Pour les immobilisations amortissables : un étalement de l’imposition. L’entreprise doit s’engager à réintégrer l’écart de réévaluation afférent aux immobilisations amortissables dans ses bénéfices imposables. Cette réintégration est effectuée, par parts égales, sur une période de 15 ans pour les constructions ; ou sur une période de cinq ans pour les autres immobilisations.

À noter. En cas de cession avant la fin de la période de réintégration, la fraction de l’écart de réévaluation non encore réintégrée à la date de la cession est immédiatement imposable. En contrepartie, les amortissements, les provisions et les plus-values de cession ultérieurs afférents aux immobilisations amortissables sont calculés sur la base de la valeur réévaluée.

Pour les immobilisations non amortissables : un sursis d’imposition jusqu’à la cession ultérieure des immobilisations.
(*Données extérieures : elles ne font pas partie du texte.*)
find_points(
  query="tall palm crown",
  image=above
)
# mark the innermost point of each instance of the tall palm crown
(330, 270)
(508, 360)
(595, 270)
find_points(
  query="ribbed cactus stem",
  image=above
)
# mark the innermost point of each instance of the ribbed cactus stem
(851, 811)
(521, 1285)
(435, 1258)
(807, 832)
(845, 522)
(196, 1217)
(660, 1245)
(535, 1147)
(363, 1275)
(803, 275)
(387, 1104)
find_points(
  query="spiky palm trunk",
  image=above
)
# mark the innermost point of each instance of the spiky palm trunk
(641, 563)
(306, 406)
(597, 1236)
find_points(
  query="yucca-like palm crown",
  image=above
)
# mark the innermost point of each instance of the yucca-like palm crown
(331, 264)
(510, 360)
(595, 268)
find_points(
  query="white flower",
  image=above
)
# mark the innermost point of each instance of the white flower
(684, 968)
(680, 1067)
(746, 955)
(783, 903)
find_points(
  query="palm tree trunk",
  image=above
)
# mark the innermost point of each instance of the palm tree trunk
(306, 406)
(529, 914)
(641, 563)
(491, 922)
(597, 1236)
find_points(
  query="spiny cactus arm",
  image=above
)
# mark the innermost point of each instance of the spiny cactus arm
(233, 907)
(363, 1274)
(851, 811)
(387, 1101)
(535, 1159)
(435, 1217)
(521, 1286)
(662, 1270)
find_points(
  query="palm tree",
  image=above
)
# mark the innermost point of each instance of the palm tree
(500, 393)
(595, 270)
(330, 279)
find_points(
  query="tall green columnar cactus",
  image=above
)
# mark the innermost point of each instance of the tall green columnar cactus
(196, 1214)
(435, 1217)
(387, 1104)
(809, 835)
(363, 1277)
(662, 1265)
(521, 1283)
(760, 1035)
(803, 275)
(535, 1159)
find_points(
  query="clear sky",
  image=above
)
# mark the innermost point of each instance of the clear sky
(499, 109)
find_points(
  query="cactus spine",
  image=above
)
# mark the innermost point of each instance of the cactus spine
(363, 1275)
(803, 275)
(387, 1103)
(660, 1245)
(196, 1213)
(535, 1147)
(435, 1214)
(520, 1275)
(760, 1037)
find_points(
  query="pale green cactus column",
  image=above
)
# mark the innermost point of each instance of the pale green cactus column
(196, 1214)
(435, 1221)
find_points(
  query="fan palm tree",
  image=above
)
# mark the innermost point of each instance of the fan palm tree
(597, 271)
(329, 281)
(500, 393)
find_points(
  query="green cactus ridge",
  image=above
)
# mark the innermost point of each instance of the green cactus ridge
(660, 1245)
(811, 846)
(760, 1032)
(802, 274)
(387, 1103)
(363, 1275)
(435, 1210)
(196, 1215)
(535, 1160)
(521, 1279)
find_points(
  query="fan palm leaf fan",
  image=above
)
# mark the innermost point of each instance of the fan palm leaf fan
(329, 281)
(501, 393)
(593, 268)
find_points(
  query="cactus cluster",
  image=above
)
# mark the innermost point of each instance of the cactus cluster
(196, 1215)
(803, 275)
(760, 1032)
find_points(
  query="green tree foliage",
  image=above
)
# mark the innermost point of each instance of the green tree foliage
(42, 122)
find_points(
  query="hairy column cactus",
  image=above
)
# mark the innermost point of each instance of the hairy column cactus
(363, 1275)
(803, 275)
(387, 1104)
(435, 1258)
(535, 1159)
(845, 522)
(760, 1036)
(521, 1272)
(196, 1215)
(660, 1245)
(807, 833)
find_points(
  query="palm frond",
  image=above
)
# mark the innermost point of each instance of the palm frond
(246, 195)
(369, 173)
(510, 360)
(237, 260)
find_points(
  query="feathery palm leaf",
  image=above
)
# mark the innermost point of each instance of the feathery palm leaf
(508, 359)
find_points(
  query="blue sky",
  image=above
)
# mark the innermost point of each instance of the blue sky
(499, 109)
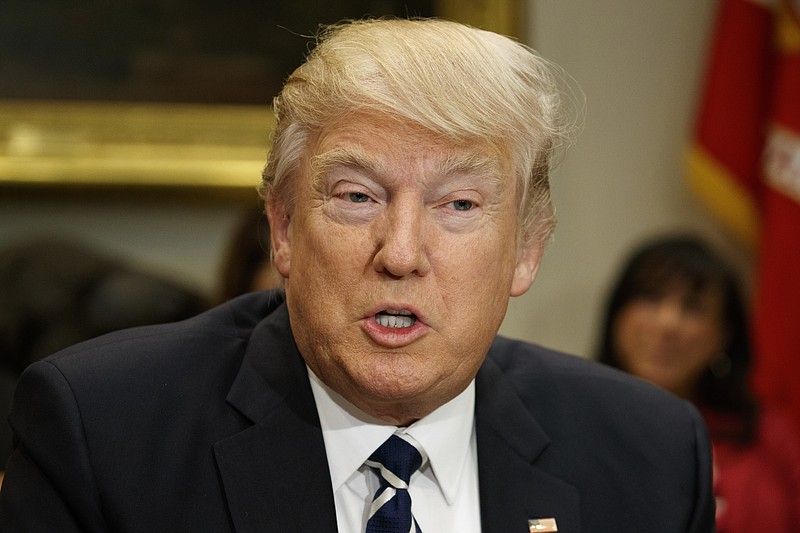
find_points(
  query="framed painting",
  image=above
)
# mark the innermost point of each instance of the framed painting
(164, 96)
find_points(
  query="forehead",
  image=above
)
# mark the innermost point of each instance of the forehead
(388, 147)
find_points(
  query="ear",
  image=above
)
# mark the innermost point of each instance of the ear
(528, 259)
(280, 235)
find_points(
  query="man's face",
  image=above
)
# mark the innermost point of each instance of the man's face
(399, 256)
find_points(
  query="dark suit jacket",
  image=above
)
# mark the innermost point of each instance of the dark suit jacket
(210, 425)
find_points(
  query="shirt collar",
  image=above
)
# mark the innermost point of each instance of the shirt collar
(351, 435)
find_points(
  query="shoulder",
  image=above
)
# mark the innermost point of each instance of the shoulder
(179, 356)
(556, 386)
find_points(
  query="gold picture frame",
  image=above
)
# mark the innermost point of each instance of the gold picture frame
(163, 149)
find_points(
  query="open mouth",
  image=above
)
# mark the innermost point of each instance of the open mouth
(391, 318)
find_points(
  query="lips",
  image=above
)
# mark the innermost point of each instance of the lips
(394, 325)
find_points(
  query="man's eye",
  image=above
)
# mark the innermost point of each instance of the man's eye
(462, 205)
(358, 197)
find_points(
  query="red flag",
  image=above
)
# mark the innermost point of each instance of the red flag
(745, 164)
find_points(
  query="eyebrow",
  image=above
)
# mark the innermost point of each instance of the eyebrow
(355, 156)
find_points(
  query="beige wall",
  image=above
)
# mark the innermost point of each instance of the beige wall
(638, 62)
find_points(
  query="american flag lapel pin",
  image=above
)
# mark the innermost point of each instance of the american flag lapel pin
(542, 525)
L’entreprise s’engage à calculer la plus ou moins-value réalisée lors de la cession ultérieure des immobilisations non amortissables (marques, terrains, titres de participation, etc.) d’après leur valeur non réévaluée. La réévaluation est alors traitée comme une opération intercalaire : la plus-value éventuellement réalisée lors de la réévaluation libre doit apparaître au bilan, mais n’est pas imposée avant la cession de l’actif non amortissable. S’agissant des provisions constatées au titre d’exercices postérieurs à celui au cours duquel est intervenue la réévaluation, elles sont calculées par référence à la valeur fiscale des actifs réévalués.

Bon à savoir. Les entreprises ont l’obligation de joindre à leur déclaration de résultats de l’exercice de réévaluation et des suivants un état faisant apparaître les renseignements nécessaires au calcul des amortissements, provisions et plus ou moins-values afférents aux immobilisations réévaluées.
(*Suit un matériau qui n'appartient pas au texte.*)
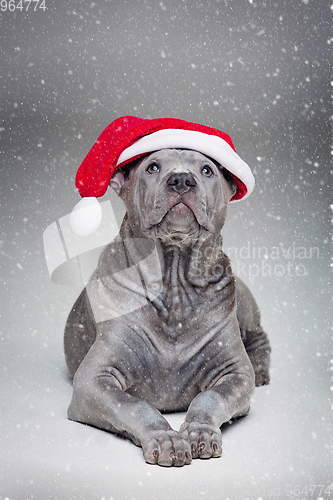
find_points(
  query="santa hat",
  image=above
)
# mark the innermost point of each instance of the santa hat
(129, 137)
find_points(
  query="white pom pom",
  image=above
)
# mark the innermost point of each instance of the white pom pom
(86, 216)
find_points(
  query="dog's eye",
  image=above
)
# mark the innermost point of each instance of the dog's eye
(207, 171)
(152, 168)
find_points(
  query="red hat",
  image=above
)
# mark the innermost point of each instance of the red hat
(129, 137)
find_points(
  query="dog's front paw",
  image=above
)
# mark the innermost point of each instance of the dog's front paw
(166, 448)
(205, 440)
(262, 375)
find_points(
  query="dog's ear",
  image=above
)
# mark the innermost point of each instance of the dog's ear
(120, 178)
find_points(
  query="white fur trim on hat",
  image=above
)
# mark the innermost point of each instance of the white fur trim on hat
(86, 216)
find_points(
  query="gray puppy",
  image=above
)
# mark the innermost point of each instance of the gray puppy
(163, 325)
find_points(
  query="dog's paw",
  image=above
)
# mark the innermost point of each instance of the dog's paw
(166, 448)
(205, 440)
(262, 375)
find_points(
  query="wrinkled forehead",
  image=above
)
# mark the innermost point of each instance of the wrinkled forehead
(178, 157)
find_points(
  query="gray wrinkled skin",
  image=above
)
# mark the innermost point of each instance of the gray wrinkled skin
(163, 325)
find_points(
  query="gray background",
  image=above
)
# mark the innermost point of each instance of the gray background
(259, 70)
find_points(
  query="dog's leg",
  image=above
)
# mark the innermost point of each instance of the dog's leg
(258, 349)
(99, 399)
(229, 397)
(80, 333)
(254, 338)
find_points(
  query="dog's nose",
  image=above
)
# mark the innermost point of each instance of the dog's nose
(181, 182)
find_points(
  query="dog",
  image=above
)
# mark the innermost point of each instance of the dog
(163, 325)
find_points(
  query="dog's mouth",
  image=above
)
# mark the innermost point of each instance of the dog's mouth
(179, 225)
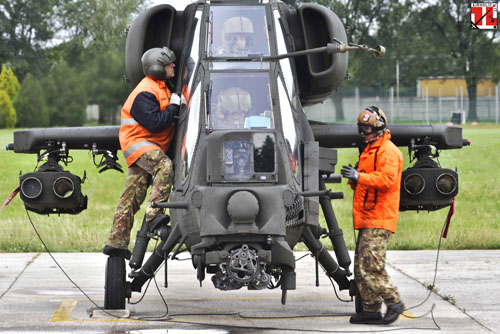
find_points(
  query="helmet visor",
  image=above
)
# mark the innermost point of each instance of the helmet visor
(364, 129)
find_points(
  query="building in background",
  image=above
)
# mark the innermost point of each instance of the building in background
(452, 86)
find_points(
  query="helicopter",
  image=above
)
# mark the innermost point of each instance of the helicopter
(244, 193)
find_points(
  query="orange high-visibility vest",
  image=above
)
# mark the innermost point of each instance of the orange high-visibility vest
(376, 196)
(135, 140)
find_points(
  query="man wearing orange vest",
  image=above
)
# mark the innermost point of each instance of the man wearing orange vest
(376, 182)
(146, 131)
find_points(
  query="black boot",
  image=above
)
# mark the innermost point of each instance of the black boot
(112, 251)
(365, 317)
(393, 312)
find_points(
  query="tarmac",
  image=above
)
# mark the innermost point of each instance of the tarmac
(35, 296)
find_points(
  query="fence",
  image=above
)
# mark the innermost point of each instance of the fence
(411, 109)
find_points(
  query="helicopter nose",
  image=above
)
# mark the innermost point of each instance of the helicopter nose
(243, 207)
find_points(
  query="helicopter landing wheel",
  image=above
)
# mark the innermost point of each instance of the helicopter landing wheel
(115, 286)
(358, 302)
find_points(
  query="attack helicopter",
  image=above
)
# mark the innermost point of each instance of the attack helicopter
(245, 193)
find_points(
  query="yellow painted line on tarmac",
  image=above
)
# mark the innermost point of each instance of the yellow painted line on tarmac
(67, 306)
(64, 311)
Conseil. Il s’agit d’un dispositif optionnel. Les entreprises peuvent préférer imposer immédiatement la plus-value de réévaluation, notamment en présence d’un déficit imputable.

Jusqu’au 31.12.2022, si votre entreprise procède à une réévaluation libre de ses actifs, elle peut choisir d’étaler l’imposition de l’écart de réévaluation de ses immobilisations amortissables et, pour ses immobilisations non amortissables, de reporter cet écart jusqu’à leur cession. Un décalage de trésorerie bienvenu.